Enterprise Ready With ROCm 7.0
ROCm 7.0 offers an open-source, modular AI software stack built on a multi-layered architecture that spans from core algorithms to infrastructure, delivering a cohesive platform for enterprise AI. Its’ private , vendor-neutral design allows deployment across various platforms without vendor lock-in, making ROCm 7.0 ideal for heterogeneous, hybrid cloud and on-premises data center environments. ROCm 7.0 integrates seamlessly with Kubernetes orchestration and MLOps pipelines, enabling enterprise infrastructure teams to run and scale AI workloads in containerized environments and oversee the entire AI lifecycle from model ingestion to inference within a unified platform. Furthermore, the platform offers robust multi-tenant capabilities via Kubernetes – including fine-grained resource quotas, role-based access control (RBAC), and built-in observability with monitoring and auto-scaling hooks – so infrastructure teams can securely share and govern AI resources across projects with confidence.
Conclusion
ROCm 7.0 marks a significant milestone in AMD’s commitment to open, high-performance computing for AI and HPC. By delivering a production-grade platform with uncompromising performance and broad compatibility, ROCm 7.0 enables organizations to deploy advanced AI solutions at scale on their terms – whether that’s fine-tuning the latest LLM on an on-prem cluster or serving millions of inference requests across a heterogeneous fleet. This release solidifies ROCm software as a truly vendor-agnostic AI stack, marrying software flexibility with GPU power to drive breakthroughs in machine learning. With ongoing optimizations and a thriving open-source community, ROCm software continues to redefine what’s possible in AI, paving the way for researchers, engineers, and enterprises to innovate without barriers. We invite you to explore ROCm 7.0 and join the growing community pushing the frontiers of AI on an open platform.

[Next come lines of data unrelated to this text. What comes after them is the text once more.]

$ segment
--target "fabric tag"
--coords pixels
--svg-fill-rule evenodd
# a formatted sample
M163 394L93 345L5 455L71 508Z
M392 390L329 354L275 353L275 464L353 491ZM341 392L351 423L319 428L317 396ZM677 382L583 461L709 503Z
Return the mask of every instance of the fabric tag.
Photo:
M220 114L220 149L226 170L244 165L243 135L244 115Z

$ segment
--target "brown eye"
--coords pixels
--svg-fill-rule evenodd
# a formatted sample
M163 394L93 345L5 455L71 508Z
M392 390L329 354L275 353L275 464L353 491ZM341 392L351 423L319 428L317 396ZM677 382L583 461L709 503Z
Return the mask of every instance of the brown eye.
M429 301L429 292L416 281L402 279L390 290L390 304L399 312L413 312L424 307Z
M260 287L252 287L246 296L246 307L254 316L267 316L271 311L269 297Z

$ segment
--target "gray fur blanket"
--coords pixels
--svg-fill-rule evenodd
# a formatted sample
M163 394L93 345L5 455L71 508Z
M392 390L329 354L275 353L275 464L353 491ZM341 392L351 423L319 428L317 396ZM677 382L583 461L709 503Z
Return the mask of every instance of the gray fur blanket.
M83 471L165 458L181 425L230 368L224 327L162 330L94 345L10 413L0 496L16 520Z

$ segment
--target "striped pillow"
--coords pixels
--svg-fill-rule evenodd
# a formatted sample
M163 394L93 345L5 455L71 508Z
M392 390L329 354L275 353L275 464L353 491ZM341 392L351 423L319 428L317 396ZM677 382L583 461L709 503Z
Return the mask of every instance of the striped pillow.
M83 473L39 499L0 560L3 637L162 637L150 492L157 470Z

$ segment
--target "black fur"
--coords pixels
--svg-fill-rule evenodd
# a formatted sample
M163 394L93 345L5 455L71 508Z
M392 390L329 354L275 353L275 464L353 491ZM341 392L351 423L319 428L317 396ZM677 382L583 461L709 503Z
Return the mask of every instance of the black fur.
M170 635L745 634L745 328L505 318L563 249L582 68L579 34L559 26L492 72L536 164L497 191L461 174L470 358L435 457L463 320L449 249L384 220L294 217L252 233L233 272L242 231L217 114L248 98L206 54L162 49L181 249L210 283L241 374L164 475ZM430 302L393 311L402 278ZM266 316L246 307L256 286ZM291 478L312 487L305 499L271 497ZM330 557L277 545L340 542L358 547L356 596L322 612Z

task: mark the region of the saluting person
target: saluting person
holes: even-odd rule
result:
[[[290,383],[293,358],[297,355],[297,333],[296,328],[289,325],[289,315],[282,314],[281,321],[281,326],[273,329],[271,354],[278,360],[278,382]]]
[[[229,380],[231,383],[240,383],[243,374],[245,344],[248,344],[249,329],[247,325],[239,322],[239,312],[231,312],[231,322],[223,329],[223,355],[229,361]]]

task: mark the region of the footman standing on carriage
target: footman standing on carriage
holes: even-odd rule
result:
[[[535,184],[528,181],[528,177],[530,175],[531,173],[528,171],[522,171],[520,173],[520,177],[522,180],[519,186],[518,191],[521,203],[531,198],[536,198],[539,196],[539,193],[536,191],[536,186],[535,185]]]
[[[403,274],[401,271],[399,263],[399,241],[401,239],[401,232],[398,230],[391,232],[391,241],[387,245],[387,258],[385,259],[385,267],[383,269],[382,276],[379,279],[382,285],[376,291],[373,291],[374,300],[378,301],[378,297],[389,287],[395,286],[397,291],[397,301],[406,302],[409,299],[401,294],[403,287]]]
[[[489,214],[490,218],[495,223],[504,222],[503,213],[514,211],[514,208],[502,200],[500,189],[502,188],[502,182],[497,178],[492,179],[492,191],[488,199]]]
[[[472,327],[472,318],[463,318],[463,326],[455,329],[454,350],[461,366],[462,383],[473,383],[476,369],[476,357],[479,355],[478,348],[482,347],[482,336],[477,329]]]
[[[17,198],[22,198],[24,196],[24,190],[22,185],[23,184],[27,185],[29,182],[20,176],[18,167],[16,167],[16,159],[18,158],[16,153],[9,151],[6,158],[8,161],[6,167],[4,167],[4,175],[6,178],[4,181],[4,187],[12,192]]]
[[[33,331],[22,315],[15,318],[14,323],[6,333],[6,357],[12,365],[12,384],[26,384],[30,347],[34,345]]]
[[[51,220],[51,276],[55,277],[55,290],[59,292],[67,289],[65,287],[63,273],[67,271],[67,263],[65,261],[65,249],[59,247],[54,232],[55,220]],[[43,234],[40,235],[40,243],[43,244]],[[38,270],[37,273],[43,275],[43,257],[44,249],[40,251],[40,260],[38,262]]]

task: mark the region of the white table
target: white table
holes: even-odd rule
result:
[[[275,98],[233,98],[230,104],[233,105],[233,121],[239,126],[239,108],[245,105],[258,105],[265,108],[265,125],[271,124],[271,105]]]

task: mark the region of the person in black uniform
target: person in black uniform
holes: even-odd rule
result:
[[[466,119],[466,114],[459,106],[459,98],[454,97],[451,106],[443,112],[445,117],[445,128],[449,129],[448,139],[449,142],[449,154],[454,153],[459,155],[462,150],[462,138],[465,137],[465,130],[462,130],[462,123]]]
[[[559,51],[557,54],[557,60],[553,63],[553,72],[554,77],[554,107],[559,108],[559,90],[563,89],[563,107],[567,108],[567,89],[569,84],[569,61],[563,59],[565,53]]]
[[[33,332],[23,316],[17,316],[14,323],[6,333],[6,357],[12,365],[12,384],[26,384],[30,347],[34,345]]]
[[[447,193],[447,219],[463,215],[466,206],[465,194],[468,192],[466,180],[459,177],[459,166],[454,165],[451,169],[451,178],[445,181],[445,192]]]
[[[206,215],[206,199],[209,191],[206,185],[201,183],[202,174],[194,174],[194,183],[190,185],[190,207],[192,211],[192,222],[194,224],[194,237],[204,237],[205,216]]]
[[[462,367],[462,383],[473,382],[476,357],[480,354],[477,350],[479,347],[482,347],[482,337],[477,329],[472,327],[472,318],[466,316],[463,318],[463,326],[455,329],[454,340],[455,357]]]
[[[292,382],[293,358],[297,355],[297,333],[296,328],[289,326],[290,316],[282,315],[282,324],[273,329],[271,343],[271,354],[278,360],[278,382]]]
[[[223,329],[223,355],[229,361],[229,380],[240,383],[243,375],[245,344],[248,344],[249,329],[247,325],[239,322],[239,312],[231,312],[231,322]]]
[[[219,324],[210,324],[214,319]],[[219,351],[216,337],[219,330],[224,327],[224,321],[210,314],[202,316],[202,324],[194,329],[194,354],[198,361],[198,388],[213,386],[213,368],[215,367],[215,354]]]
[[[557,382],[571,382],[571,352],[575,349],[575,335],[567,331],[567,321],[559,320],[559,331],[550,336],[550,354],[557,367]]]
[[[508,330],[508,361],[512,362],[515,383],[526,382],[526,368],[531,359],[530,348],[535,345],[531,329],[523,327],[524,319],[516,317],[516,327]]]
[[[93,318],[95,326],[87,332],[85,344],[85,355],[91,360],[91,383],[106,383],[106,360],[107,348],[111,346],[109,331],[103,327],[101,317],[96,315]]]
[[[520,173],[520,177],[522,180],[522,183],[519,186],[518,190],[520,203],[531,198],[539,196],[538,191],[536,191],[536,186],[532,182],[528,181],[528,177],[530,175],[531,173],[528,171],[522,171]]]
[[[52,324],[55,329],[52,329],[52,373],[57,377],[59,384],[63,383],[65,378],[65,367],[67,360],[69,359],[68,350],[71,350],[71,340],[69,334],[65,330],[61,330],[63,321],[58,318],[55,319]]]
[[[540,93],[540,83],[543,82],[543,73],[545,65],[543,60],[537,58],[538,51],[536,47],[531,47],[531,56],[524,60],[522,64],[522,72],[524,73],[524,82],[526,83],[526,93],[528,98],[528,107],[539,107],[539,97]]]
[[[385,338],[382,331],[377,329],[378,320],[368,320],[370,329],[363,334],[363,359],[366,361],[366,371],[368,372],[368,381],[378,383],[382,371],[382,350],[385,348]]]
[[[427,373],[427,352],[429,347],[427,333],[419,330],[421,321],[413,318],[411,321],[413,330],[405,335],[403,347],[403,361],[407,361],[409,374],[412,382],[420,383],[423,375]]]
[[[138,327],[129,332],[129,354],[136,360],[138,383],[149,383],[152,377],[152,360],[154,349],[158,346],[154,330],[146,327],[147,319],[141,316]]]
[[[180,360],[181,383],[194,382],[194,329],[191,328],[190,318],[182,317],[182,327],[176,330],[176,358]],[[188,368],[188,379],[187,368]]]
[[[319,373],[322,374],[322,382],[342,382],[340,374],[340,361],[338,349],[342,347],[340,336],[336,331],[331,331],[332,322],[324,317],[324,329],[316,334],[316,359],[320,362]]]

Deployment & Documentation Resources
To explore ROCm 7.0 or deploy it in your environment, the following resources will be helpful:
- AMD ROCm Official Documentation – Comprehensive guides, release notes, and tutorials for installing and using ROCm 7.
- AMD ROCm 7.0 Technical Blog – Comprehensive overview of the stack and new features
- AMD Infinity Hub – A catalog of ready-to-run containerized applications and frameworks (for both HPC and AI) optimized for ROCm, along with deployment guides.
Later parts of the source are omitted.